Wednesday, July 21, 2010

A mosque at Ground Zero: A healing idea, or a provocation?


The controversy over the proposed Muslim “Cordoba House” two blocks from Ground Zero in New York City has been heating up over the last few weeks. Cordoba House, described as a community center similar to a YMCA by its chief proponent, Imam Feisal Abdul Rauf, is viewed as an affront by the families of 9-11 victims and others sensitive to the horrors of the September 11, 2001 attacks by radical Muslims who hijacked airliners and flew two of them into the World Trade Center, killing nearly 2,800 people.

In an announcement that caused political observers to scratch their heads, President Barack Obama told the nation last week that the mosque is a matter of religious freedom, which is guaranteed by our Constitution. Once again, Mr. Obama has inexplicably involved himself in an issue that didn’t require him to take a position, unnecessarily creating problems for himself, and further fueling the fire of the opposition.

His comment drew immediate and strong reaction from opponents, forcing a clarification. “My intention was simply to let people know what I thought, which was that in this country, we treat everybody equally and in accordance with the law, regardless of race, regardless of religion,” he said later.

Fair enough, Mr. President, but you’ve got it all wrong: the opposition does not contend that the Muslim group is not within its rights to build a mosque – there are at least 100 already in the city’s five boroughs. The building now occupying the proposed site, however, is close enough to have been damaged by debris from the explosion when the planes hit the towers, and a majority of both New Yorkers and Americans say the site – only 600 feet away from Ground Zero – is the wrong place to build Cordoba House.

A Fox News/Opinion Dynamics poll shows that while 61 percent of Americans polled think the Muslim group has a right to build a mosque, 64 percent think the proposed site is the wrong place, and only 30 percent think this project is appropriate. A CNN/Opinion Research Poll shows 68 percent are opposed to it. A Rasmussen Reports survey focused on New York state voters and found that only 20 percent favor building in the shadow of the WTC, while 58 percent were opposed. A Marist poll found that Manhattan residents oppose the mosque by a 53 to 31 percent margin.

And if there wasn’t enough controversy already, the Washington-based Council on American-Islamic Relations said that the effort to stop the project is the work of “Islamophobes,” and the leader of the Hamas terror organization, Mahmoud al-Zahar, told the New York Post, we “have to build the mosque.” Some opponents who are uneasy about the project have focused on elements such as its name – Cordoba House – and the history of Muslim conquerors to celebrate conquests by building mosques on the ashes of their vanquished enemies.

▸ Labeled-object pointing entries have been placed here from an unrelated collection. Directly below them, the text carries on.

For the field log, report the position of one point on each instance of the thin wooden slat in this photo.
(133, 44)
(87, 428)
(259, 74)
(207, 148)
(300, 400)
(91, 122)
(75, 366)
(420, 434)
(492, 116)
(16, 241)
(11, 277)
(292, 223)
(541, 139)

Abigail R. Esman, writing for Forbes.com, comments that “Cordoba, after all, was conquered in 711 by the Muslim Berber Gen. Tarik ibn Zayad, and by 756 became the capital of the Cordoba Caliphate, which covered most of Spain. Christian and Jewish civilians in that time were regularly murdered and enslaved. Among the first things the conquerors did under the new Caliphate was replace the Christian Church of Saint Vincent with the Great Mosque of Cordoba.”

“What emerges, then,” she continues, “is a potential symbol of victory at the site of one of Islam's most horrific acts in history. ‘We destroyed the World Trade Centers,’ the radical Islam world will say, ‘and replaced it with a mosque – there, in the financial hub of New York City, the capitalist center of the world.’ First Cordoba, then Cordoba.” There are also questions as to the sources of funding for the $100 million project.

Imam Rauf, however, paints a very different picture. “American Muslims want to be both good Americans and good Muslims,” he wrote in the New York Daily News. “They can be the best assets the United States has in combatting (sic) radicalism,” he stated. “We believe that people of good faith can use the common core of their religions to find solutions to problems that will let them live together.” But if all that is true, why persist in championing a project to which a majority of Americans are opposed, and which would bring immense pain to those very New Yorkers the imam and his fellow Muslims want to be one with?

If Imam Rauf and his colleagues are as he said, “the anti-terrorists … the people who want to embolden the vast majority of Muslims who hate terrorism to stand up to the radical rhetoric,” can you not accomplish this noble goal a respectable distance from the scene of the worst radical Muslim murder in our nation’s history? The best way to foster understanding between the different religions and to show the essential degree of sensitivity is to abandon the Islam-centric demand to build the mosque near Ground Zero, and build it somewhere farther away.